What is Naturalization?
Naturalization is the process granting U.S. citizenship to an eligible immigrant.
While requirements vary based upon how someone qualifies for Naturalization, certain parameters apply to every applicant: (1) continuous residence/permanent residence, (2) physical presence in the U.S., (3) time spent within a specific USCIS district or state, (4) good moral character, (5) English & Civics knowledge, and (6) attachment to the Constitution.
PATHS TO NATURALIZATION*
- Permanent Resident for 5 years: The most common eligibility category is when an immigrant has been a Legal Permanent Resident (“LPR”) for 5 years based on employment. Among other additional requirements, the applicant must have good moral character and be able to pass an English and Civics knowledge test.

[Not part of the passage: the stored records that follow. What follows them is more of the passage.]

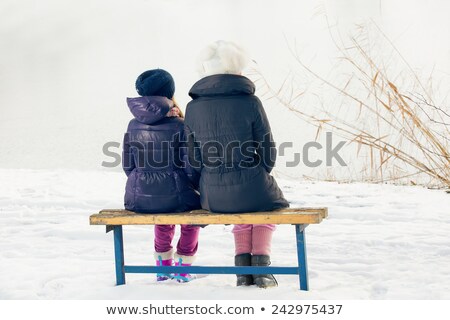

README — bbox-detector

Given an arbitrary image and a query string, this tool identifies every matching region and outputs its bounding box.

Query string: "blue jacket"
[122,96,200,213]
[185,74,289,213]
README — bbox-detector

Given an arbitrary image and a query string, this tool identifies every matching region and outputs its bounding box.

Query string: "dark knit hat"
[136,69,175,99]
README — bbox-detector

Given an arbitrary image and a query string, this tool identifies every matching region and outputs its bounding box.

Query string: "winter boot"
[155,250,173,282]
[173,253,195,283]
[252,255,278,288]
[234,253,255,287]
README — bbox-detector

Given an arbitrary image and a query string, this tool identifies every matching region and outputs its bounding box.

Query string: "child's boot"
[252,255,278,288]
[234,253,254,287]
[155,250,173,281]
[173,253,195,282]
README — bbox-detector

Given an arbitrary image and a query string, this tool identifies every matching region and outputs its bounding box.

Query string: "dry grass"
[251,26,450,187]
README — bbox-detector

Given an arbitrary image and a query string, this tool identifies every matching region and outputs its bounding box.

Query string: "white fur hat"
[196,40,250,77]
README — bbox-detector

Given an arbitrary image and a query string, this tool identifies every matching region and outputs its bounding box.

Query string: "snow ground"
[0,169,450,300]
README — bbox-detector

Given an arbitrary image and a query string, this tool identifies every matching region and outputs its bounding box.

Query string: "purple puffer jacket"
[122,96,200,213]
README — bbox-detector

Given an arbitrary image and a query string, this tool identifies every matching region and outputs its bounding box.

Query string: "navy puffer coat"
[185,74,289,213]
[122,96,200,213]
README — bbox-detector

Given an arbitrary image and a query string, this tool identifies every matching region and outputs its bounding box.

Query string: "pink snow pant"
[233,224,275,255]
[155,225,200,256]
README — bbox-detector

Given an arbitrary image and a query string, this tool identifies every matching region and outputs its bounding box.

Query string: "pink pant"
[233,224,275,255]
[155,225,200,256]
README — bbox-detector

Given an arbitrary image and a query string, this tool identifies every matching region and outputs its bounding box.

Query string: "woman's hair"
[196,40,250,77]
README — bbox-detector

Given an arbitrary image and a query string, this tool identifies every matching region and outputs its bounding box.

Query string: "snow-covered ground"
[0,169,450,299]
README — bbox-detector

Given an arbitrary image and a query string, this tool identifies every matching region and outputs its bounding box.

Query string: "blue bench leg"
[113,226,125,286]
[295,224,309,291]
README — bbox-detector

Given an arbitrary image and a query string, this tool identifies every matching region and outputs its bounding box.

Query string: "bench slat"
[90,208,328,225]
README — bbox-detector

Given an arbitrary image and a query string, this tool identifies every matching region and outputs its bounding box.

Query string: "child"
[185,41,289,288]
[122,69,200,282]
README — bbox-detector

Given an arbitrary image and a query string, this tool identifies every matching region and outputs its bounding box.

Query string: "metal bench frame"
[90,208,328,291]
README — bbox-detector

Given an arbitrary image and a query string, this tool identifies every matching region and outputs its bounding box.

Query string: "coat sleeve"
[122,132,136,177]
[181,125,201,189]
[252,99,277,173]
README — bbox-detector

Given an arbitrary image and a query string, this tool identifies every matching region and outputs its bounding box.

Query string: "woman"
[185,41,289,288]
[122,69,200,282]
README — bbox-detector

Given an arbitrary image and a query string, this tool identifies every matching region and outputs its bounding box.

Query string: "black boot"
[234,253,254,287]
[252,255,278,288]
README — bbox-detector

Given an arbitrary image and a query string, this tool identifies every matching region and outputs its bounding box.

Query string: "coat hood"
[189,74,255,99]
[127,96,173,124]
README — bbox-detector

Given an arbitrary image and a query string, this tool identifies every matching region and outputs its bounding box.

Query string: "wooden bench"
[90,208,328,290]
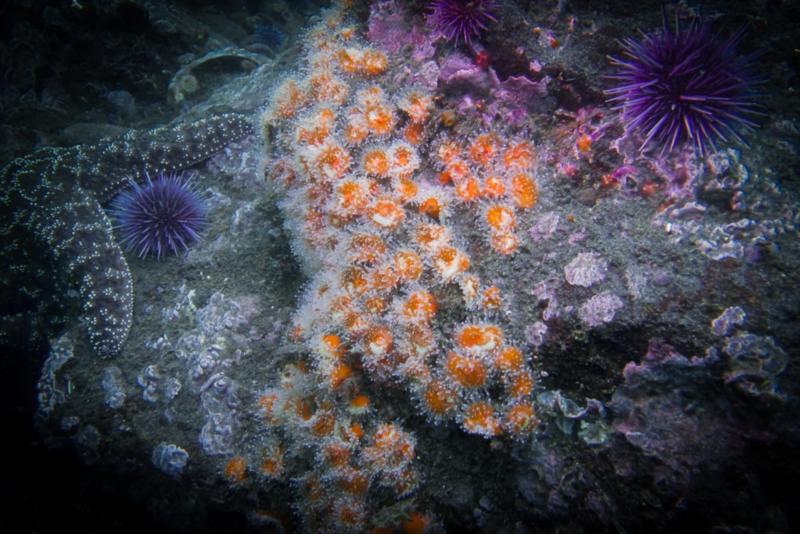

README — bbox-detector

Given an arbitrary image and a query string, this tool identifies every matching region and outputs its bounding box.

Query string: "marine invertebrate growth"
[606,16,760,155]
[428,0,497,44]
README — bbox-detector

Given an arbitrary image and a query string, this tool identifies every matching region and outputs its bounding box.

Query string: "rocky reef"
[4,0,800,532]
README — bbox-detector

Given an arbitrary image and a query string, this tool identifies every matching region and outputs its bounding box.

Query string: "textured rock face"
[18,2,800,532]
[0,114,251,356]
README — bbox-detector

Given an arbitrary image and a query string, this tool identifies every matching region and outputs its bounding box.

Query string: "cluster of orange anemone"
[253,3,538,530]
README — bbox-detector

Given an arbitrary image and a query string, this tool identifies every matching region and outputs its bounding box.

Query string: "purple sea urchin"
[110,174,206,258]
[606,17,761,155]
[428,0,497,44]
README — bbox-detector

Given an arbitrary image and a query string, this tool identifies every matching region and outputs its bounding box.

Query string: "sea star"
[0,113,252,356]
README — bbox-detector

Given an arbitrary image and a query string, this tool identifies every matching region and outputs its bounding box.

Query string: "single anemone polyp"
[109,174,206,258]
[606,13,762,155]
[428,0,497,45]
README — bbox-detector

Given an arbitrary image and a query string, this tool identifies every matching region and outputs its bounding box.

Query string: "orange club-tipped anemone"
[341,267,369,296]
[454,324,503,354]
[494,347,525,373]
[503,402,539,436]
[389,141,419,176]
[414,224,450,253]
[445,351,487,388]
[317,334,345,361]
[511,173,539,209]
[434,247,469,282]
[481,286,503,310]
[315,143,351,180]
[334,180,368,215]
[484,204,517,232]
[397,91,433,124]
[359,49,389,76]
[361,147,389,177]
[364,326,392,358]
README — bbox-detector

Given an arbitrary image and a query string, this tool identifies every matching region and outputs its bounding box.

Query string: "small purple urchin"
[606,16,762,155]
[109,174,206,258]
[428,0,497,44]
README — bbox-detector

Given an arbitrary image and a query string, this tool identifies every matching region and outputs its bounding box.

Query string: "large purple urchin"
[428,0,497,44]
[606,17,762,155]
[109,174,206,258]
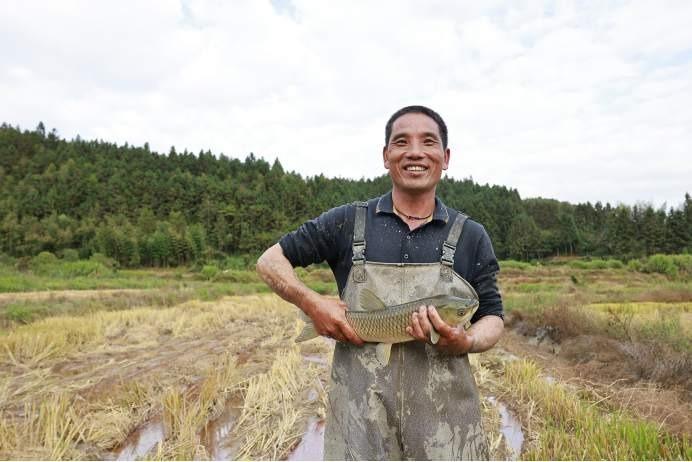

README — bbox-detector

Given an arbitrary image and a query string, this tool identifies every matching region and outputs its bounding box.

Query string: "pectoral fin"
[295,311,320,343]
[375,343,392,366]
[430,326,440,345]
[358,289,387,311]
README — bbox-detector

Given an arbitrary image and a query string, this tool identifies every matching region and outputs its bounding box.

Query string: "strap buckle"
[351,240,365,264]
[441,242,457,266]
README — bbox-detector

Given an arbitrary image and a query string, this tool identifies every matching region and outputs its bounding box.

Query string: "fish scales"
[296,288,478,350]
[346,301,438,343]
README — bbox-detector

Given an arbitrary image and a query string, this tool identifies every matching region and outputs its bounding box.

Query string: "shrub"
[58,249,79,261]
[89,252,118,270]
[642,254,678,277]
[200,265,219,281]
[31,252,58,267]
[627,260,644,271]
[216,270,261,284]
[500,260,531,269]
[0,253,16,267]
[59,260,113,278]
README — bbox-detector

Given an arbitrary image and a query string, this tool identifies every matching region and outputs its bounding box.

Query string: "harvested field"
[0,266,692,460]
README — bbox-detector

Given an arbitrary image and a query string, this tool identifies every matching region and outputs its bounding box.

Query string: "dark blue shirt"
[279,191,504,322]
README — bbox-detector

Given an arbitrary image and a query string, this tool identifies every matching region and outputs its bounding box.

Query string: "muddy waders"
[324,203,488,460]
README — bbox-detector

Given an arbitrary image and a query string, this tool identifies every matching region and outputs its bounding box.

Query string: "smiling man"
[257,106,504,460]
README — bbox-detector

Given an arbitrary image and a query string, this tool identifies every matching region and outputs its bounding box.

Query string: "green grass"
[503,360,692,460]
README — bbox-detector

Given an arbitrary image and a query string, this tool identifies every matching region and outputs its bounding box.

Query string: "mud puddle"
[114,401,240,460]
[200,401,241,460]
[286,417,324,460]
[115,419,166,460]
[488,396,524,460]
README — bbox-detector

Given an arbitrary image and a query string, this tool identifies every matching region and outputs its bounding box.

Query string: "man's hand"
[256,244,363,345]
[406,305,475,355]
[305,295,363,345]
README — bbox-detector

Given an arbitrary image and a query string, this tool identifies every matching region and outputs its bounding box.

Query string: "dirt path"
[0,289,153,304]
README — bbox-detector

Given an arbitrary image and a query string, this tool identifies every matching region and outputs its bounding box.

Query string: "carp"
[295,289,478,365]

- Married to a U.S. Citizen: A legal permanent resident who has been married to and living with a U.S. Citizen for the past 3 years. Among other additional requirements, the applicant must have good moral character and be able to pass an English and Civics knowledge test.
- Citizenship through U.S. Parent: Generally, there are two ways to obtain citizenship through a U.S. citizen parent (1) at birth, and (2) after birth, but before the age of 18 for children born abroad.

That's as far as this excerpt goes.